Claiming money titles on both the PGA and European tours was widely celebrated last year when Luke Donald accomplished the feat, understandable given that it had never been achieved.
The same will be true for Rory McIlroy, who this year will win the PGA Tour money title and is in position to do so in Europe.
Sometimes overlooked in such discussion is the fact Tiger Woods would have done so seven times in his career -- but was never a member of the European Tour, thus officially ineligible for the title.
All of which makes Wednesday's news out of Turkey interesting, if perhaps not earth shaking. Woods said he will consider taking up European Tour membership if some proposed alterations to the requirements are adopted.
Speaking at the Turkish Airlines World Golf Final, where he is part of the eight-player exhibition field, Woods, 36, said changes that could count the Ryder Cup or Presidents Cup toward tournament requirements -- as is the case on the PGA Tour -- might get him to consider playing both tours.
This would be terrific for the global game and the European Tour in particular, maybe not so great for the PGA Tour.
The PGA Tour requires a minimum of 15 starts for membership, the European Tour 13 -- up from 11 when he last considered joining in 2000.
"I knew I would have to play one or two more events back then when it was 11 but now that criteria is 13," said Woods, who is ranked second in the world and won three times this year on the PGA Tour. "I don't know what my numbers are as I know I played 19 in the States this year and whether it crosses over or not, but I will again look at it.
"I did play Abu Dhabi but then 13 are certainly a lot more than 11, especially playing full time in the States."
The European Tour is said to be considering new membership criteria that would count playing in the Ryder Cup, Presidents Cup or Seve Trophy toward membership. That would make Woods' task all the easier, as the major championships and World Golf Championships already count on both tours.
In 2012, Woods played all four majors, three WGCs, the Ryder Cup and the Abu Dhabi Championship. That's nine events, leaving him four short of the current European requirement.
But Woods is skipping this year's WGC-HSBC Champions in China, an event he could add next year. Because he is formalizing an endorsement deal with Turkish Airlines, it would make sense that Woods add a new Turkish European Tour event to his schedule -- which will be played in November 2013, just a week prior to the season-ending Dubai World Championship.
So four majors, four WGCs, Abu Dhabi (or something similar early in the year), Ryder Cup/Presidents Cup, Turkey and the season-ending Dubai event would bring the total to 12. He could, possibly, add the European Tour event in China prior to the WGC; or he could play another event around the time of Abu Dhabi during the tour's Gulf Coast Swing.
Seems simple enough, even if there are some repercussions for the PGA Tour.
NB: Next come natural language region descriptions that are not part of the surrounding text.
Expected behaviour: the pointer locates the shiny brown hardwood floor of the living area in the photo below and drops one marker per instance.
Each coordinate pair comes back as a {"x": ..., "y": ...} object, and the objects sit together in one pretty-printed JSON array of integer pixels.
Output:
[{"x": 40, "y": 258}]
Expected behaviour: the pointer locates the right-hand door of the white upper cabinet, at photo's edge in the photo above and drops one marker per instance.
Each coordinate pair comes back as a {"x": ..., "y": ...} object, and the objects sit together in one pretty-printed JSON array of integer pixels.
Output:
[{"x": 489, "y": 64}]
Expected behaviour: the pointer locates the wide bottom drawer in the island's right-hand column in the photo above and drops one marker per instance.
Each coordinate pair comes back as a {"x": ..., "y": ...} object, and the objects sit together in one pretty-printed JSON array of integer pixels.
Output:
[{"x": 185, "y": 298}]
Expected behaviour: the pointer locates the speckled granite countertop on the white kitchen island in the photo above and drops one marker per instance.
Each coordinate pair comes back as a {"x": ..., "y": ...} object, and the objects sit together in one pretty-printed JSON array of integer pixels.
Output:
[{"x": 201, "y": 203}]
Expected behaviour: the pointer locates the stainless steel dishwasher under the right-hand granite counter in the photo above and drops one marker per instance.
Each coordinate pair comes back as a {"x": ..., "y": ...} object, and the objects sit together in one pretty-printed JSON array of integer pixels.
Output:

It would be all but inevitable that Woods cut back on the 19 PGA Tour events he played on the PGA Tour this year in order to meet the European obligation. Woods has always played a limited schedule, and something has to give.
If he adds European Tour events in January/February, something is likely to get cut out on the PGA Tour early in the season like happened this year. In January, Woods played at Pebble Beach and skipped his usual PGA Tour start to the season at Torrey Pines, instead playing in Abu Dhabi. If he played a heavy European schedule in October/November, look for him to find other places to take time off. Perhaps regular events such as Quail Hollow or this year's Greenbrier Classic appearance would be at risk.
Perhaps he adds the Scottish Open the week prior to the Open Championship? There are numerous possibilities to consider.
Woods would need to seek competing events releases from the PGA Tour in order to play international events opposite PGA Tour events, and often times "favors" are extracted for such waivers. Those can include, but are not limited to, putting on clinics at a PGA Tour event, meet and greets with sponsors or even adding other PGA Tour events to a player's schedule.
Still, as long as Woods is meeting his PGA Tour obligations, it is hard to imagine commissioner Tim Finchem playing hardball with his biggest draw and a player who has done so much for the game.
Now it's up to the European Tour. Does it allow players to count the various team events toward tour qualification? If so, Woods -- who would have been No. 1 on both tours from 1999 to 2002 as well as 2005 to 2007 -- could take up the challenge of winning both money titles officially.